Anlaşılamıyorsun bir nedeni yok. Ne kadar yazsan, ne kadar dil döksen de anlaşılamıyorsun ya da anlatamıyorsun içindeki acıları. Bir türlü cesaretini toplayıp ta dökemiyorsun eteğindeki taşları…
İtiraf etmelisin ki sende istemiyorsun aslında. Sanki birilerinin seni anladığını hissettiğinde binlerce kere acılara yenik düşüyorsun binlerce kere ölüyorsun binlerce kere boğuluyorsun. O yüzden kaçıyorsun anlaşılmaktan, o yüzden kaçıyorsun kendinden. Birilerin seni anlamasını beklemek senin onun anladığını sanmak, konuşmak, sonra susmak, sonra bir köşeye çekilip pişmanlıklar giyinmek…

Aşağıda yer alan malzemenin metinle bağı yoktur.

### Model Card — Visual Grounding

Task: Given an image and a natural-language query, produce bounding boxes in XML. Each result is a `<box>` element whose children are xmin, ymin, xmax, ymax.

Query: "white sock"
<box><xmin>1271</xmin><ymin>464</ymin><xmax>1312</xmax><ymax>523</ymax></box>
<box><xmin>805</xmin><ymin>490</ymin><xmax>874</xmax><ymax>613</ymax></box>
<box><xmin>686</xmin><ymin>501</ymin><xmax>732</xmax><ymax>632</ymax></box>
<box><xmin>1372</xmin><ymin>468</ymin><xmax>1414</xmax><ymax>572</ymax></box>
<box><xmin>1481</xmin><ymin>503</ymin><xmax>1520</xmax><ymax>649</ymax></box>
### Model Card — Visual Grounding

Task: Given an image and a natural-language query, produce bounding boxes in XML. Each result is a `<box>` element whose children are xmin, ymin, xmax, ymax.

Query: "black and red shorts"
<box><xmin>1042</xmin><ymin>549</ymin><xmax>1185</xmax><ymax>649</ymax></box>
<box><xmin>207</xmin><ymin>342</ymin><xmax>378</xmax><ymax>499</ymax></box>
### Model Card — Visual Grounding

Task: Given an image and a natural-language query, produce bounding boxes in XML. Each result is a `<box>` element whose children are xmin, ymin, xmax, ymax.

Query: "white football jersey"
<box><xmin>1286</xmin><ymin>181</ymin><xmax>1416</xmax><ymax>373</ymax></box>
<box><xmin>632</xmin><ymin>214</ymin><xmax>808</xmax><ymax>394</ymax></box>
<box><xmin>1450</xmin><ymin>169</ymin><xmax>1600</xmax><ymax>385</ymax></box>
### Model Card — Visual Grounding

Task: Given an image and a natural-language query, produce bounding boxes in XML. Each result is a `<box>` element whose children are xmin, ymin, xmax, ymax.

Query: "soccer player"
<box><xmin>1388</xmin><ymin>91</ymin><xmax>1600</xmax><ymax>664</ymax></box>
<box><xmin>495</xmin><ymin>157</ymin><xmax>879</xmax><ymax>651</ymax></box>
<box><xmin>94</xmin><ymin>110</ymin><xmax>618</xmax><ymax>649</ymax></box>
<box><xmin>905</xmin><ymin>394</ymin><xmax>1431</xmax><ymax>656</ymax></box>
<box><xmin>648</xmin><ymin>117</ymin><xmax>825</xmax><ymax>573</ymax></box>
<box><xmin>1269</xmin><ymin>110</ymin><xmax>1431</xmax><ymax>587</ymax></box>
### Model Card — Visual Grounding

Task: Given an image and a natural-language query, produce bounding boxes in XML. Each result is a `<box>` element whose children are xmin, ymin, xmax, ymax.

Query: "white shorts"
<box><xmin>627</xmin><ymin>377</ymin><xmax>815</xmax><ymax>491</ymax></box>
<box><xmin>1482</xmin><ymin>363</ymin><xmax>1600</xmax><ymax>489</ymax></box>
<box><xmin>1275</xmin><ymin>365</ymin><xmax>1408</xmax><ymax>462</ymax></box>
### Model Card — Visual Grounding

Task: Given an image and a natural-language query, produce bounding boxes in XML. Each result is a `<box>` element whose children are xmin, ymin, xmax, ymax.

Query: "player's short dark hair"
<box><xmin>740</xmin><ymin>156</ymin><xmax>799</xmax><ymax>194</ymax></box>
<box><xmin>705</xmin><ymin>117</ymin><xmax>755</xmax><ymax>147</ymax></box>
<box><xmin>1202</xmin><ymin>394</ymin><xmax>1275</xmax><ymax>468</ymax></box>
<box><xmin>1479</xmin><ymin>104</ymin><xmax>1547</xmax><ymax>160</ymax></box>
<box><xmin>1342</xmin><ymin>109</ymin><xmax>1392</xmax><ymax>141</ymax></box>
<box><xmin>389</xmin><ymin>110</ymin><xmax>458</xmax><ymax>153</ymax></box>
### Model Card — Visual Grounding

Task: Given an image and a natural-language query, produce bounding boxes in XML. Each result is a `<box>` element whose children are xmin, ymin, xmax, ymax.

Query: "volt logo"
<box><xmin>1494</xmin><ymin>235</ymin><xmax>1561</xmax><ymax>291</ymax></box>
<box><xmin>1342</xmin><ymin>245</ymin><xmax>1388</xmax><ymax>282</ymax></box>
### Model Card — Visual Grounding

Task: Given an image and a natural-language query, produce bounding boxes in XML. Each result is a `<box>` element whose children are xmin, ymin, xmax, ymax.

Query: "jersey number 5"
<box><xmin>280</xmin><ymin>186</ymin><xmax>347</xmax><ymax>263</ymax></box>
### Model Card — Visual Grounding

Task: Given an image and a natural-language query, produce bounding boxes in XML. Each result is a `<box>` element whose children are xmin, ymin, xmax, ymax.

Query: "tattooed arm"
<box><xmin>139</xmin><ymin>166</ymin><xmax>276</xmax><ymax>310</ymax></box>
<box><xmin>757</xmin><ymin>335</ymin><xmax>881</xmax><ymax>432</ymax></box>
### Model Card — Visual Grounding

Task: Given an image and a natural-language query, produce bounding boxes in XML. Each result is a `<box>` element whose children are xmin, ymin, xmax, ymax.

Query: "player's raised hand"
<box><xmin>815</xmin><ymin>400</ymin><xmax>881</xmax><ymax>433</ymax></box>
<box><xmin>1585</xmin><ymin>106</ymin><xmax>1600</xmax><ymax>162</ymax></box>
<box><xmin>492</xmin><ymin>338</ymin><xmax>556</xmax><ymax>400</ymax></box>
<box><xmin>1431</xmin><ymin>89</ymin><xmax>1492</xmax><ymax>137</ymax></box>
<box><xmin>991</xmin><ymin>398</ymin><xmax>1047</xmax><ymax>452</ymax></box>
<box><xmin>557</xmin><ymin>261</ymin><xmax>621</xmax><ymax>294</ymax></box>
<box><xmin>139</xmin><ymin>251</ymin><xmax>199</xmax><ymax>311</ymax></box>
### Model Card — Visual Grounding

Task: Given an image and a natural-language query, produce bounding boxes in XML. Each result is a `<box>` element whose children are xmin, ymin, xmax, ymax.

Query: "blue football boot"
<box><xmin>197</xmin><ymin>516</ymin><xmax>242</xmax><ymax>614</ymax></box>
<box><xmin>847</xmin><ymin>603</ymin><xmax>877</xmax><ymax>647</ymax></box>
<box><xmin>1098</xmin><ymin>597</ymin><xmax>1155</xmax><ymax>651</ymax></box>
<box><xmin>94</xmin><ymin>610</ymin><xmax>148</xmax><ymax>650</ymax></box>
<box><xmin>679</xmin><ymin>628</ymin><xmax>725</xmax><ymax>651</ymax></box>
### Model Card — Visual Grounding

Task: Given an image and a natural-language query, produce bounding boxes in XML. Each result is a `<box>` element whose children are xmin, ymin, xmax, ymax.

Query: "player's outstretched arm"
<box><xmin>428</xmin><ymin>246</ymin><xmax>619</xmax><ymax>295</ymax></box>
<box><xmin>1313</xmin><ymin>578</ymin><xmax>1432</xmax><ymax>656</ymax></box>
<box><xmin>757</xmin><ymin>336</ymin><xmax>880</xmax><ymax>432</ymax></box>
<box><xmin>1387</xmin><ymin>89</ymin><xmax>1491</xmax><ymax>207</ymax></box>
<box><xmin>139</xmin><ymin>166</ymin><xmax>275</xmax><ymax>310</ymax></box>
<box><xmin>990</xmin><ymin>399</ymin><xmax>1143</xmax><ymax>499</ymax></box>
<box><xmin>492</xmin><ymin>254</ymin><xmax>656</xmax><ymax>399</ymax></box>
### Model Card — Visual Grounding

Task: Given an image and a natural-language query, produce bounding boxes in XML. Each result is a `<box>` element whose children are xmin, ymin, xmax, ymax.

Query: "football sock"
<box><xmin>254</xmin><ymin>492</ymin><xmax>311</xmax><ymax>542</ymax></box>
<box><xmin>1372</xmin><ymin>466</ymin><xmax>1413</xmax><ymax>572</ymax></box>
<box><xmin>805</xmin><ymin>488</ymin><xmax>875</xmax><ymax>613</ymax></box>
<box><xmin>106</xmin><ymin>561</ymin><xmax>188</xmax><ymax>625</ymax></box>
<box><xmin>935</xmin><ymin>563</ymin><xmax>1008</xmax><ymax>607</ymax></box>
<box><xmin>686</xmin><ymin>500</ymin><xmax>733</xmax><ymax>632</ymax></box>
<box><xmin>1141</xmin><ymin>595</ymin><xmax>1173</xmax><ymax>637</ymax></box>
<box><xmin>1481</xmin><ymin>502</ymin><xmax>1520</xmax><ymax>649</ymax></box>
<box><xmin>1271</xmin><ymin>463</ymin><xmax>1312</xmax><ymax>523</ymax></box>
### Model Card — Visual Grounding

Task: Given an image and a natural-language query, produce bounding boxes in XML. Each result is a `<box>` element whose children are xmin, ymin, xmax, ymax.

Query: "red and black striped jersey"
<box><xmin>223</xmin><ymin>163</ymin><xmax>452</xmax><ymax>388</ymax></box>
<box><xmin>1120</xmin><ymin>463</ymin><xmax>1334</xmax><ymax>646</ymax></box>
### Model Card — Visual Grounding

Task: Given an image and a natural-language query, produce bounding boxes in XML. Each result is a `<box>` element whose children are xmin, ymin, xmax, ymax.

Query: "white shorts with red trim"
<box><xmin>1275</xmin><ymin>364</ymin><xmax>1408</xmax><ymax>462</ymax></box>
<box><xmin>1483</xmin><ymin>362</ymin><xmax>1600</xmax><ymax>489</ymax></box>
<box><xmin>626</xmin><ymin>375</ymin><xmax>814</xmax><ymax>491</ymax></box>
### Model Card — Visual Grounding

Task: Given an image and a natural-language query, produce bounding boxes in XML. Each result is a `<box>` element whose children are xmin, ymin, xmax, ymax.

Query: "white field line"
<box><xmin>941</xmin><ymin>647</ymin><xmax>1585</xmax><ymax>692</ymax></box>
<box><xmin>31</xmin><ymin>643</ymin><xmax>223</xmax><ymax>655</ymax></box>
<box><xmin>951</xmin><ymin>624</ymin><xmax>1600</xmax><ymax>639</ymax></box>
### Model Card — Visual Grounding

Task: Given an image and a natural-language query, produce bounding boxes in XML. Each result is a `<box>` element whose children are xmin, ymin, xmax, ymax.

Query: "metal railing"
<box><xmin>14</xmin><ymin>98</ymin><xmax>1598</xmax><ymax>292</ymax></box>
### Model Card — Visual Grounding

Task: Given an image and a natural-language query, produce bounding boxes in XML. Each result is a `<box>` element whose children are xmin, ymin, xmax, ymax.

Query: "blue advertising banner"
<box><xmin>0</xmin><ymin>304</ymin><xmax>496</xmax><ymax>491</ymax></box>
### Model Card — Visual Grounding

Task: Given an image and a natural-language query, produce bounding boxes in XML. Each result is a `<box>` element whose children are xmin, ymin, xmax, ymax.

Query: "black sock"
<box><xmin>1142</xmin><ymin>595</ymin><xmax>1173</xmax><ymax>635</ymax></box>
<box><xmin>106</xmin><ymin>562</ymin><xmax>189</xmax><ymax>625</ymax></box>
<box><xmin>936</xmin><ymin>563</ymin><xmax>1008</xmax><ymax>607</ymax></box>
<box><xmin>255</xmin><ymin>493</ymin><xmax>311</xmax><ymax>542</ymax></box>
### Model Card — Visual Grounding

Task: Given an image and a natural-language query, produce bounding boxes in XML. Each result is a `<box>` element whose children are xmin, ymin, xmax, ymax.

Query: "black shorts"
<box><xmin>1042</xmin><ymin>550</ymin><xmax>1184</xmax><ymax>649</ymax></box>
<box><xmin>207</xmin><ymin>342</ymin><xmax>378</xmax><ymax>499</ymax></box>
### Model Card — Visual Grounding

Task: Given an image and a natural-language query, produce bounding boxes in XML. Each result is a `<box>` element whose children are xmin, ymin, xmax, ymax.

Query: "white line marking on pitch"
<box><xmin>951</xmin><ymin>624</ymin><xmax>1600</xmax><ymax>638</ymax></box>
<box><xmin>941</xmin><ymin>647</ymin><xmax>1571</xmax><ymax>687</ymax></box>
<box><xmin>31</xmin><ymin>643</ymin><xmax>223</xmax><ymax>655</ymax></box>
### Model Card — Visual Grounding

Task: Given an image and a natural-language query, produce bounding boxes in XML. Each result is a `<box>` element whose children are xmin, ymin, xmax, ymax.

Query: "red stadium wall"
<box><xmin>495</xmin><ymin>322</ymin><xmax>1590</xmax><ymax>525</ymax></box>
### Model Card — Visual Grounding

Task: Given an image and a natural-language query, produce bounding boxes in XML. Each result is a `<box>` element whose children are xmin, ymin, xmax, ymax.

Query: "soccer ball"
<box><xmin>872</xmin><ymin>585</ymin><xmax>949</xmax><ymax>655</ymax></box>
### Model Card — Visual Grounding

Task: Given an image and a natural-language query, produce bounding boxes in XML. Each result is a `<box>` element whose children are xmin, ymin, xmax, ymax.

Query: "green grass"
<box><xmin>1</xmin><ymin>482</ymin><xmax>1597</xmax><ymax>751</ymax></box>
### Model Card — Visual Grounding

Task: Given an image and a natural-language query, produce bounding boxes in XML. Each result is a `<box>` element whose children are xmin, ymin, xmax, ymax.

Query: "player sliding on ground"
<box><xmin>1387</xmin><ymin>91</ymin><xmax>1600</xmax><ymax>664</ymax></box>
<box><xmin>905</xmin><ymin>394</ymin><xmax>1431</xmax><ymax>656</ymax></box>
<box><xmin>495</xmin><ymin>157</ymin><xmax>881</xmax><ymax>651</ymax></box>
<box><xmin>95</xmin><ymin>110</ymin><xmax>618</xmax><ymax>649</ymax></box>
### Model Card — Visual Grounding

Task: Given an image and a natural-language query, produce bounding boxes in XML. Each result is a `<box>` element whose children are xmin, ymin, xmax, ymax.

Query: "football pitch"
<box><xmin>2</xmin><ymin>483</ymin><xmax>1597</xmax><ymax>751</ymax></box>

Hiç bocaladığın kadar yazabildin mi? Ya da acını alacak daha doğrusu içindeki bu acıların bu anlaşılamamanın öcünü aldın mı ömründen? Virgüllerden kaçıp ta sığındığın noktalar seni de bitirmedi mi? Öyle bir sözcük ki, anlaşılmaz ne kadar bağırsan da karşındaki seni duymayacak karşındaki senin acının öcünü alamayacak, bunu da biliyor musun peki? Bana bunu anlatabilir misin peki? Sen, sen olmaktan korkuyorsun? Evet, galiba tek sığınacağın limandı. Elinde kalan tek bahanen bu. Savuruyorsun ellerindekileri etrafındakileri. Tek suçlusu da sen değilsin bu bilinmezliğin bu karmaşaların. Öyle miydi sandıkların yoksa böyle miydi sandıkların hep sandıkların hep sanmak istediklerin daha ne kadar sanacaksın ki böyle kendini yalandan kandırarak. Galiba yoruluyordu insan. Anlam veremedikleri şeylerin içinde anlamsızlaşıyordu insan. Nedeni de yok bu anlaşılamamanın.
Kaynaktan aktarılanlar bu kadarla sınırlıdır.